Tout l’enjeu était de ne pas paraître paniquée. Étouffer la peur. Et fuir.
« - Regarde, regarde bien, Louise, elle est peut-être par ici. »
Dans les bras de sa mère, l’enfant se tordait en tout sens, sondant du regard les anfractuosités des amas de pierres écroulées et les restes des bâtiments en ruine. Par endroits, des flammes voraces achevaient le funeste travail des obus.
« - Peut-être qu’elle est cachée sous des cailloux, Maman ! », remarqua la fillette tout en fouillant du regard les nombreux éboulis, « Il faudrait les soulever, pour voir...

Grondements proches des bâtiments s’écroulant sous les obus, et vibrations des impacts. Les sifflements d’une respiration singulière se détachent soudain de ceux du fer qui entaille le ciel. Un souffle chaud précède l’arrivé d’un museau humide sur ma tête ; et le regard curieux d’un chien brun aux petites oreilles tombantes se plante dans le mien.
Délicatement, je suis soulevée de terre ; et le paysage se met à défiler en tressautant, au rythme de la démarche élastique du chien dont je sens les crocs s’enfoncer un peu dans mon dos.

« Un chien ! » s’exclama la fillette en pointant du doigt le bout de la ruelle, d’où le chien en question avait déjà disparu. « Maman, j’ai vu un chien ! »
Le femme acquiesça. « Oui, il y en a quelques-uns par-ici... » prononça-t-elle distraitement.
« Oui, mais celui-là, il avait quelque chose dans la bouche ! »
Elle ne répondit pas, trop accaparée par ses pensées. De son poste ombragé, embouchure d’une ruelle rejoignant la Grand-Rue, la jeune femme scrutait tantôt le ciel, où les avions commençaient à se raréfier, tantôt la route.
La Grand-Rue était le moyen le plus direct pour sortir de la ville ; le plus exposé, aussi. Emprunter des ruelles étroites, toutefois, s’avérait plus risqué encore : le chemin serait beaucoup plus long, et l’écroulement d’un bâtiment ne leur laisserait aucune chance.
La Grand-Rue était la seule voie envisageable. Mais cette route... cette route glaçait le sang.
Très large, très droite, effroyablement et inéluctablement droite.
Des carcasses d’automobiles – millitaires sans doute – dont s’échappaient encore quelques flammes, gisaient carbonisées au milieu des éboulis de pierre, de métal et de bois qui jonchaient le sol terreux.

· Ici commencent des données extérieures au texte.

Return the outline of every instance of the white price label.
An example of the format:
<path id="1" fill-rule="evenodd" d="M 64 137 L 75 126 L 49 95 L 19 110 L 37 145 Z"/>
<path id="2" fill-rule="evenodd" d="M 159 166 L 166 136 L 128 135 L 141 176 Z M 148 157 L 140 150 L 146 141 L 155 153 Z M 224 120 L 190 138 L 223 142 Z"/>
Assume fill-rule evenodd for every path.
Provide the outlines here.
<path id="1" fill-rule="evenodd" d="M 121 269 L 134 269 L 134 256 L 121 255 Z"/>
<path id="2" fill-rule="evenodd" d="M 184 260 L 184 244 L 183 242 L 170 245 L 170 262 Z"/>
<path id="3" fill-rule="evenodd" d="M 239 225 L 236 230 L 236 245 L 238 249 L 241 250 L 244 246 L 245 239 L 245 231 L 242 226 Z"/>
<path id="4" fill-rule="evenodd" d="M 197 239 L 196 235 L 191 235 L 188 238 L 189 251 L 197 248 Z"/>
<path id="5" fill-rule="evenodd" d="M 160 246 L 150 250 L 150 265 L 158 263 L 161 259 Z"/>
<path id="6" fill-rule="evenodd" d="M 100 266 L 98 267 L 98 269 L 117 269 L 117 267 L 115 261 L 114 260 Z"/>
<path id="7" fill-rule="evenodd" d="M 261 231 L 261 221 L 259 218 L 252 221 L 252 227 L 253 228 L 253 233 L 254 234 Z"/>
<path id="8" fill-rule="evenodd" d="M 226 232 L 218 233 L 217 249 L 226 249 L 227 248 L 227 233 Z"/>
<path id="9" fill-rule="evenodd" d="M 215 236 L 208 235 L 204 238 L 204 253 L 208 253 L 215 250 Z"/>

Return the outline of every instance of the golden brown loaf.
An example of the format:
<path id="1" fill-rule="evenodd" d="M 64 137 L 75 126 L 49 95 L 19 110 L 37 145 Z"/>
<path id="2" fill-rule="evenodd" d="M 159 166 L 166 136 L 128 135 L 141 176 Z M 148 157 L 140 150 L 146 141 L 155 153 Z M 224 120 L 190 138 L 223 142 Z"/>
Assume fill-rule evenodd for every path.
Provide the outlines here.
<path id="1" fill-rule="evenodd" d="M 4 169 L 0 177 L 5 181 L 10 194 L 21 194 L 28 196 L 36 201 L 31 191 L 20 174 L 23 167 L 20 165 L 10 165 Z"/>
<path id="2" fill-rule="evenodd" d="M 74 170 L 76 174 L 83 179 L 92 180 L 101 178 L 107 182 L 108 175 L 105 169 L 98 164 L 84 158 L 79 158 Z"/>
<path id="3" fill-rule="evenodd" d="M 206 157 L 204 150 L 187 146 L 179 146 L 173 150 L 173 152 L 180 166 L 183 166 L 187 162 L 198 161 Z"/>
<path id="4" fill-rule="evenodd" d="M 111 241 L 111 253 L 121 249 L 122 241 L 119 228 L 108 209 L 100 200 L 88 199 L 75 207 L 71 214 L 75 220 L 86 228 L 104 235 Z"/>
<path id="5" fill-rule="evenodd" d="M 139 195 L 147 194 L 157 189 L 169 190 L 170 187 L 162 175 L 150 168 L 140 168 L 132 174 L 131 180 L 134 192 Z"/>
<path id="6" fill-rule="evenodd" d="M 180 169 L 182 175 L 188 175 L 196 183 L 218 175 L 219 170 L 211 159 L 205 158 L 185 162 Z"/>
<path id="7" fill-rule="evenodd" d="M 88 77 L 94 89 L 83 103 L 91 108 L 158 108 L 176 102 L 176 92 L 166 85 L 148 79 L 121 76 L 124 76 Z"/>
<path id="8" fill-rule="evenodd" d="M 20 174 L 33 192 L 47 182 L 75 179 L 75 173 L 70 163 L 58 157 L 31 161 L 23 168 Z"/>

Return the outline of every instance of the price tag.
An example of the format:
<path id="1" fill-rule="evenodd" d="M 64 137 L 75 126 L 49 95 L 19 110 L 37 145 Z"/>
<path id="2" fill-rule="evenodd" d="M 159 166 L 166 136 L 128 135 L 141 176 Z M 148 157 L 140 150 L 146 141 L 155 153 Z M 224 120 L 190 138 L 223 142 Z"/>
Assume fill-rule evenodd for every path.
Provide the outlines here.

Une terre comme vérolée par les immenses fosses qu’avait creusé chaque impact d’obus.
Un corps désarticulé reposait au milieu de la chaussée auprès d’un de ces cratères, sans doute soufflé par un obus.

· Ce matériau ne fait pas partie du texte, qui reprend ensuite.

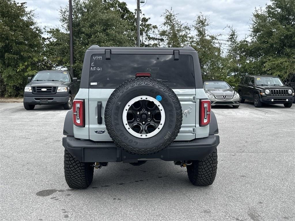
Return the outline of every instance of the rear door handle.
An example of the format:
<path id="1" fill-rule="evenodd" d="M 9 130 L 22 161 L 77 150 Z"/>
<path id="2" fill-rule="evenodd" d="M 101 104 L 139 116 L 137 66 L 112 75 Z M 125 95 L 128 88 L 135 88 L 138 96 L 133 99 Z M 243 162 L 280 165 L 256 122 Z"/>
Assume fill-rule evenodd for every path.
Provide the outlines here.
<path id="1" fill-rule="evenodd" d="M 101 102 L 97 101 L 97 123 L 101 124 L 102 119 L 101 118 Z"/>

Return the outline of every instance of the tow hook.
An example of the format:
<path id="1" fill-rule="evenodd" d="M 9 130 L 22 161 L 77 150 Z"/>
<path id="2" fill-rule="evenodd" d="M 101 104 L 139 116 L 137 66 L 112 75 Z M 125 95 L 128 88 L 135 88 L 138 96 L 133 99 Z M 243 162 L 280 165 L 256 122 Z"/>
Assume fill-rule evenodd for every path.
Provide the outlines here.
<path id="1" fill-rule="evenodd" d="M 100 169 L 102 166 L 106 166 L 108 165 L 107 162 L 96 162 L 91 166 L 96 169 Z"/>
<path id="2" fill-rule="evenodd" d="M 174 161 L 174 164 L 176 165 L 179 165 L 181 167 L 185 167 L 187 166 L 191 165 L 193 161 L 191 160 L 184 161 Z"/>

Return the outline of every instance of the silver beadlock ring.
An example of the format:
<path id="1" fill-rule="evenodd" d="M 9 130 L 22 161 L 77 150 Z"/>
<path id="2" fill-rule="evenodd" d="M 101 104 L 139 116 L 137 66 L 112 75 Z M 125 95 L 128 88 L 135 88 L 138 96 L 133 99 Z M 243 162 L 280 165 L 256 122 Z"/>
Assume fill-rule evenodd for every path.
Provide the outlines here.
<path id="1" fill-rule="evenodd" d="M 127 121 L 127 113 L 129 108 L 133 104 L 140 101 L 148 101 L 153 102 L 159 109 L 161 114 L 161 120 L 157 128 L 150 133 L 146 134 L 140 133 L 133 131 L 128 124 Z M 122 118 L 124 126 L 126 130 L 130 134 L 135 137 L 139 138 L 149 138 L 153 136 L 160 132 L 163 128 L 165 122 L 165 111 L 161 103 L 153 97 L 148 96 L 138 96 L 131 99 L 125 105 L 122 114 Z"/>

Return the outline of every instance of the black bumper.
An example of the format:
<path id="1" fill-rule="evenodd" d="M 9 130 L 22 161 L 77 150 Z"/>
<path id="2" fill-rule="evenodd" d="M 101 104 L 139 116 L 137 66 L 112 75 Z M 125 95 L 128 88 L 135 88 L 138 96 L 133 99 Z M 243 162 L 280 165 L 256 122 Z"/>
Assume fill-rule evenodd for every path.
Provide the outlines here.
<path id="1" fill-rule="evenodd" d="M 52 97 L 48 95 L 46 97 L 24 97 L 24 103 L 34 105 L 43 104 L 64 104 L 68 102 L 68 96 Z"/>
<path id="2" fill-rule="evenodd" d="M 294 97 L 292 96 L 263 96 L 260 98 L 261 102 L 267 104 L 285 104 L 287 103 L 292 103 L 294 99 Z M 273 101 L 272 101 L 272 99 L 273 99 Z"/>
<path id="3" fill-rule="evenodd" d="M 95 142 L 76 139 L 63 138 L 63 146 L 74 157 L 83 162 L 125 162 L 138 160 L 160 159 L 166 161 L 200 160 L 212 152 L 219 144 L 219 136 L 187 141 L 175 141 L 158 153 L 147 155 L 132 154 L 122 150 L 114 142 Z"/>

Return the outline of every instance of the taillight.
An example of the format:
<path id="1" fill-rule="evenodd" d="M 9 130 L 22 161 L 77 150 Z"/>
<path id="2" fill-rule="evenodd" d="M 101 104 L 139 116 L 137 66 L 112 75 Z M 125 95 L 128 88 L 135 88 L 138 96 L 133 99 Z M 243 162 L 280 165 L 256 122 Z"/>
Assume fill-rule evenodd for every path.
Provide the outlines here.
<path id="1" fill-rule="evenodd" d="M 200 102 L 200 126 L 206 126 L 210 123 L 211 101 L 201 100 Z"/>
<path id="2" fill-rule="evenodd" d="M 73 123 L 77 127 L 85 126 L 84 101 L 74 100 L 73 102 Z"/>
<path id="3" fill-rule="evenodd" d="M 152 76 L 150 73 L 148 72 L 138 72 L 135 74 L 135 77 L 150 77 Z"/>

La scène baignait dans une curieuse blancheur, lourde, et bien que la rue fût bordée sur tout son long de bâtiments en ruines, aucune ombre ne venait tracer au sol leurs contours déchiquetés, laissant planer sur la route une atmosphère fantastique.
Un chemin tel qu’on n’eût pu imaginer au bout que des portes ouvertes sur l’Enfer.

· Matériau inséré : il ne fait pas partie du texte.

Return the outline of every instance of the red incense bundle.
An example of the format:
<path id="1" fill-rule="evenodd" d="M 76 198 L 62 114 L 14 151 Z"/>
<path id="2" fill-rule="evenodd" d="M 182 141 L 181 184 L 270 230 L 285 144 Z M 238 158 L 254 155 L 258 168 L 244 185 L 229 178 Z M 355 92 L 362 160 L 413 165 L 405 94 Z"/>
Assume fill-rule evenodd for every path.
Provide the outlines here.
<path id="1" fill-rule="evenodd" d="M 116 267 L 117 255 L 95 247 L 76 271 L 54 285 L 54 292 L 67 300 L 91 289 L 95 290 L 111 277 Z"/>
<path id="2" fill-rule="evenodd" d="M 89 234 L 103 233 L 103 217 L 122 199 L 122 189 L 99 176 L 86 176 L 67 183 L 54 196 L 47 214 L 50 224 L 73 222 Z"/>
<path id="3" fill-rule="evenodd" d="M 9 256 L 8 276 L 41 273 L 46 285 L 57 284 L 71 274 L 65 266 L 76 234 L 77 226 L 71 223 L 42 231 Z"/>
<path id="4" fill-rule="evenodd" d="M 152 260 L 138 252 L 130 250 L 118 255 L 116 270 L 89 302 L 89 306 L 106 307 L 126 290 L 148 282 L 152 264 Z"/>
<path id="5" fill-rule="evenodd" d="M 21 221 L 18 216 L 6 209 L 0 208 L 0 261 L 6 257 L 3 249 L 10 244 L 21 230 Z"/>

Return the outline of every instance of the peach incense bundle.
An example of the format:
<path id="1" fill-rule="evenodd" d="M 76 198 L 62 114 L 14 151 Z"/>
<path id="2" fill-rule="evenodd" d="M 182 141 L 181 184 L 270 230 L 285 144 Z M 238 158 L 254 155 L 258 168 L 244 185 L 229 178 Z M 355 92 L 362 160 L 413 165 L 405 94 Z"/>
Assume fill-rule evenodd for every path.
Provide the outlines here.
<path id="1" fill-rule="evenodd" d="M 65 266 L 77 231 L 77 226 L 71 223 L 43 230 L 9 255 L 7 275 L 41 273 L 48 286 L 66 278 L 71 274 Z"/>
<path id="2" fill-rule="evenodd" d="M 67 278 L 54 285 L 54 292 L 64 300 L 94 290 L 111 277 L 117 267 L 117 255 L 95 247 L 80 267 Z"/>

Oui, tout l’enjeu était de ne laisser paraître aucune peur. Que le danger et la guerre restent pour l’enfant des notions floues ; on perçoit le monde si différemment à cet âge...
« On fait quoi, Maman ? , interrogea la fillette inquiètée par le silence de sa mère.

« Maman, il est où Mau’ ?

La pierre et la poussière défilent sous mes yeux. Un éclat métallique dans le gris du ciel signale la présence d’un bombardier au dessus de nous ; et au son de son funèbre hurlement, le chien hâte le pas. Un obus lance un long mugissement avant de venir s’abattre avec une force infernale sur un bâtiment voisin. L’animal laisse s’échapper un couinement de terreur et accélère encore.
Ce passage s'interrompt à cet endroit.